London Police Outfoxed, Abandon 3-Year Search For Serial Cat Killer
It was a damp and dreary November nearly three years ago, when the London Metropolitan Police decided it was time to act. People kept calling with reports of grisly findings: mutilated cats, some with their heads and tails removed in and around the borough of Croydon.
Not much else was known and yet residents, abetted by a breathless media, speculated about a U.K. Cat Killer on the loose, wondering what or whom might next fall victim to the Slaughter In Suburbia.
By February, 2015, the U.K's Independentnewspaper reported that the mood had escalated to "mild hysteria ... hypotheses included the suggestion that the increases in cases meant the killer could soon graduate from cats to people on the basis that some of history's most high-profile murderers - ranging from the Boston Strangler to Soham killer Ian Huntley - were cruel to animals before turning to human victims."
More and more cat carcasses kept turning up, eventually numbering in the hundreds. Police intensified their hunt for the killer or killers.
On Thursday, Scotland Yard revealed the conclusion in a near-three-year-long investigation determined the likely culprit to be foxes and other wildlife.
"There is no direct evidence of human involvement," police said. "There were no witnesses, no identifiable patterns and no forensic leads that pointed to human involvement."
The foxes, however, were not so sly.
In at least three instances, the foxes were caught red-handed on security video. A check of the footage revealed the foxes scurrying away, cat parts in their mouths.
In other cases, humans did play a part — or at least, their cars did.
Police said some of the cats were roadkill, before likely falling prey to animal scavengers.
"Wildlife is known to scavenge on road-kill, often removing the heads and tails of dead animals," police said.
Such findings in the past have also lead to unwarranted fears of a roving pet butcher, police said. Twenty years ago, another investigation into a "spate" of cat mutilations also led to the conclusion that it was the work of wildlife.
Despite the gruesome outcome of the apparent interactions, the Humane Society says foxes rarely engage with cats. Average adult cats are about the same size as a fox and are also adept at self-defense, leaving foxes generally loathe to attack.
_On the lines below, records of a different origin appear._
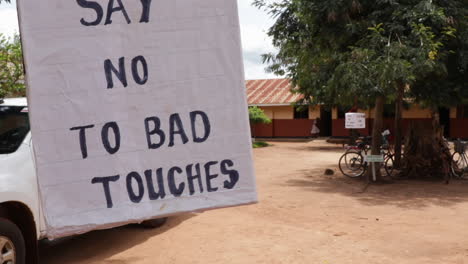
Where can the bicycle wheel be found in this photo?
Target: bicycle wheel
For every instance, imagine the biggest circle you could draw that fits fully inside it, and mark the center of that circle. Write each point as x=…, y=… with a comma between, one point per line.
x=459, y=164
x=352, y=164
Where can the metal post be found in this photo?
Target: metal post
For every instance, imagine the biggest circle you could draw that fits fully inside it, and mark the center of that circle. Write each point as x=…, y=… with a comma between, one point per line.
x=373, y=172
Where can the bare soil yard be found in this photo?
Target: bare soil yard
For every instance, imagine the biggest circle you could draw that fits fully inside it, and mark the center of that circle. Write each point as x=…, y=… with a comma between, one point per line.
x=303, y=217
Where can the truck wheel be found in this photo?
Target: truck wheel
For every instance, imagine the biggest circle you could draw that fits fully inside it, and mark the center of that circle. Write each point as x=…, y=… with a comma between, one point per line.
x=12, y=246
x=153, y=223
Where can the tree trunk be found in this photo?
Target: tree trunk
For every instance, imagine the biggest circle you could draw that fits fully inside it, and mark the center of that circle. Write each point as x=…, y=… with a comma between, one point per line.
x=398, y=128
x=426, y=152
x=376, y=135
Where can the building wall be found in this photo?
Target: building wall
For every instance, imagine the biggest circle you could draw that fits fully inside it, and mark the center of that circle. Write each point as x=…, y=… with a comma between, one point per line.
x=458, y=126
x=283, y=122
x=284, y=125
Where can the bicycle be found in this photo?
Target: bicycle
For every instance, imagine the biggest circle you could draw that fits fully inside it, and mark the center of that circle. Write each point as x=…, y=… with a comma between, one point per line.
x=460, y=159
x=352, y=164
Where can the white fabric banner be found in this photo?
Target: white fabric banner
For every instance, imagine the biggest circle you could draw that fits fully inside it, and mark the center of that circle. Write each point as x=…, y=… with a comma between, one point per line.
x=355, y=120
x=138, y=109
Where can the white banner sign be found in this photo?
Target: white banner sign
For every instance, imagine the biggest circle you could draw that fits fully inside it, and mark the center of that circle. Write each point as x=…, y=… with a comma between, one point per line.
x=138, y=109
x=355, y=120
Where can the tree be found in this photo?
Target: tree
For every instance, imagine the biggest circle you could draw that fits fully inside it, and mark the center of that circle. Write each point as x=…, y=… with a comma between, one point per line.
x=364, y=52
x=257, y=116
x=11, y=67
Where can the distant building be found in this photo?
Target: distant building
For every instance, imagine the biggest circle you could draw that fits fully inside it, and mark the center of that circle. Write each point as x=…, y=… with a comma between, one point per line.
x=274, y=96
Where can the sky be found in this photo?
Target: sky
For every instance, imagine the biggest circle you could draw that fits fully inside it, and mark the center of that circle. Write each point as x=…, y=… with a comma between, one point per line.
x=254, y=24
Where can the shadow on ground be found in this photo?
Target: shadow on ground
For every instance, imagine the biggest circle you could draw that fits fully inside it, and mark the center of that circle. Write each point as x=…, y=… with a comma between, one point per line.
x=410, y=194
x=99, y=246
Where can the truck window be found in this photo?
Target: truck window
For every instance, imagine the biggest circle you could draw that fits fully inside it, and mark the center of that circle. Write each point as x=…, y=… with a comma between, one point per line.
x=14, y=126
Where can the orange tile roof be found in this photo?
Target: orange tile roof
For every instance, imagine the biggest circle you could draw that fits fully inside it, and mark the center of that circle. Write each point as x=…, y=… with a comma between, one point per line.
x=270, y=92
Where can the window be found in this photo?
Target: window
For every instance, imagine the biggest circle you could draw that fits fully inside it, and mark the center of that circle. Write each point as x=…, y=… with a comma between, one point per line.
x=301, y=112
x=342, y=112
x=462, y=111
x=14, y=126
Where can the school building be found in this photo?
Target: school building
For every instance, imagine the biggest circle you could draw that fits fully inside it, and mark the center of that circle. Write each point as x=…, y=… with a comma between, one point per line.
x=274, y=96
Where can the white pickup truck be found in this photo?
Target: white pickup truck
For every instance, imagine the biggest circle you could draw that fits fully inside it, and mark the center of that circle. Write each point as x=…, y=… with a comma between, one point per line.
x=21, y=218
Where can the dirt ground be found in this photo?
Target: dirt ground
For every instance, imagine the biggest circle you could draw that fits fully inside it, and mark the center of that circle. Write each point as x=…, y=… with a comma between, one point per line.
x=303, y=217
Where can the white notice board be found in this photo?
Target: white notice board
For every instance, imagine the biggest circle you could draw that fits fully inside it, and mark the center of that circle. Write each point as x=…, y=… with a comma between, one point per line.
x=138, y=109
x=355, y=120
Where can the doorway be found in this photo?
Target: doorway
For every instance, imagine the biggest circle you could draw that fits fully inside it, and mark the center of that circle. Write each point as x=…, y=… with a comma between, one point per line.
x=325, y=123
x=444, y=115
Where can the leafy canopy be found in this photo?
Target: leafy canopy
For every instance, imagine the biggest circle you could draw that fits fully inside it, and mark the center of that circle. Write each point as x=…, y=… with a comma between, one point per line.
x=11, y=67
x=348, y=52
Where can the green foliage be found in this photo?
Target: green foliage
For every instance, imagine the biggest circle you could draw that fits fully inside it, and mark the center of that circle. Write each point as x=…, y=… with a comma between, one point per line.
x=349, y=52
x=11, y=67
x=257, y=116
x=260, y=144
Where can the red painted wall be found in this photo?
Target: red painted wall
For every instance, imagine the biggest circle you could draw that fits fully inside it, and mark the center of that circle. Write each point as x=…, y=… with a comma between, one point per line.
x=339, y=129
x=284, y=128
But, the group notes, if people are worried, the best protection is to keep cats indoors.
Stateside, officials believe something more sinister is happening in Thurston County, Wash., where more than a dozen cats have turned up dead since February — the last one discovered last month.
In these cases, authorities say, evidence of a human hand is much clearer. The Washington cats have all been found slit down the stomach before being laid out, reports The New York Times.
The local sheriff's office has expressed concern that "a predator/s is lurking and committing such vile crimes within our Community" in a "disturbing serial crime spree."
"These animals are all being displayed. It's almost like a trophy," Erika Johnson, Thurston County Cruelty Investigator told local news station KIRO-TV. "These animals are always being left in busy, public areas for people to find."
A $53,000 reward leading to the arrest and prosecution of an offender has been posted.
But in the U.K., pet owners should now be able to breathe a bit easier, according to Chief Inspector Stuart Orton with the Hertfordshire Constabulary.
"I hope this conclusion brings comfort to pet owners who have, up until now, been frightened to let their animals out at night," he said.